“I cannot save this child,” Marguerite said, her leaf green eyes averted to the ground.
“You can,” the mistress said, her granite lips remaking themselves. “And you will.”
But Marguerite would not, and she was duly imprisoned for the duration of the pregnancy, until upon the birth she would be guillotined as a murderess if the child did not live and as a charlatan if it did.
It did not. But it did not matter: Marguerite had been spirited away, disguised in our habit and smuggled onto our ship of seafaring brethren before the palace ever did turn black with mourning.
I helped her escape, my Brothers and I. I placed our rough robes over those blessed shoulders, and helped her to wind her hair into the darkness of the cowl. I pulled it low over her face, hiding her from the world, and took her hand as we hurried through the city’s underground corridors, never stopping until we made it to the harbor, and hid her in an empty wine barrel on our ship. I told myself that the thudding of my heart was due to the urgency of our action. I told myself that the hand that I held in my hand was beloved because we are all beloved by God. To be human is to lie, after all. Our minds tell lies to our hearts and our hearts tell lies to our souls.
It was on the eighteenth day of our voyage that Marguerite gave me leave into her chamber. It was unasked for and yet longed for all the same, and came to me the way any miracle occurs—in a moment of astonishment and deep joy. On that same day—indeed, that same moment—a storm swirled from nowhere, sending the wind and sea to hurl themselves against the groaning hull, and striking the starboard deck with lightning.
Was it the feeble lover, I wondered, or the lightning that produced such a child when she bore a babe with glittering eyes?
Gabrielle. My child. I am supposed to say the issue of my sin, but I cannot. How can sin produce a child such as this?
On the morning of the forty-first day, a ship with black sails appeared in the distance. By noon we could see the glint of curved swords, the ragged snarl of ravenous teeth. By midafternoon, the ship had lashed itself to ours and the men climbed aboard. In anticipation of their arrival, we set food and drink on the deck and opened several—although not all—of our moneyboxes, allowing our gold to shine in the sun. We huddled together before the mainmast, our fingers following prayer after prayer on our well-worn rosaries. I reached for Marguerite, but she was gone.
A man limped from their ship to ours. A man whose face curled in upon itself, whose lashless eyes peered coldly from a sagging brow, whose mouth set itself in a grim, ragged gash in a pitiless jaw. A mouth like an unhealed wound.
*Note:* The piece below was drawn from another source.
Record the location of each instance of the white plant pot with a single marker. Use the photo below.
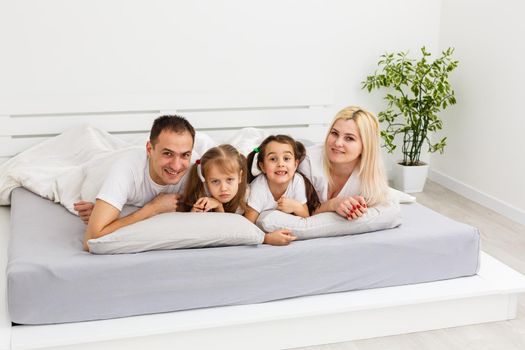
(410, 179)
Marguerite approached and stood before him. “You are he,” she said.
He stared at her, his cold eyes widening softly with curiosity. “I am,” he said. He was proud, of course. Who else would he be? Or, more importantly, who else would he desire to be? He reached for the cowl that hid the top of her head and shadowed her face and pulled it off. Her hair, the color of wheat, spilled out, poured over the rough cloth that hid her body from the world, pooled over her hands, and around her feet. “And you, apparently, are she.”
She did not answer, but laid her hands upon his cheeks instead. She looked intently into his face, and he returned her gaze, his hard eyes light with tears. “You’re sick,” she said. “You have been for . . . ever so long. And sad as well. I cannot heal the sadness, but I can heal the sickness. He too suffers.” She pointed to the pockmarked man holding a knife to the throat of our beloved Abbot. “And he, and he.” She pointed to other men on the ship. Walking over to the youngest man, who leaned greenly against the starboard gunnels, she laid her hand on his shoulder. “You, my love, I cannot save. I am so sorry.” Tears slipped down her cream and nutmeg skin. The man—barely a man, a boy, in truth—bowed his head sadly. “But I can make it so it will not hurt.” She took his hand, and squeezed it in her own. She brought her pale lips to his smooth brown cheek and kissed him. He nodded and smiled.
Marguerite ordered a bucket to be lowered and filled with seawater. She laid the bucket at the feet of the captain. Dipping her hands in the water, she anointed his head, then his hands and his feet. She laid her ear upon his neck, then his heart, then his belly. Then, scooping seawater into her left hand, she asked the pirate captain to spit into its center. He did, and immediately the water became light, and the light became feathers, and the feathers became a red bird with a green beak who howled its name to the sky. It flew straight up, circled the mainmast, and spiraled down, settling on the captain’s right shoulder.
“Don’t lose him,” she said to the captain.
In this way she healed those who were sick, and soothed the one who was dying, giving each his own familiar: a one-eared cat, an air-breathing fish, a blue albatross, and a silver snake.
When she finished, she turned to the captain. “Now you will return to your ship and we will continue our journey.”
The captain nodded and smiled. “Of course, madam. But the child in your womb will return to us. She was conceived on the sea and will return to the sea. When she is old enough we will not come for her. We will not need to. She will find us.”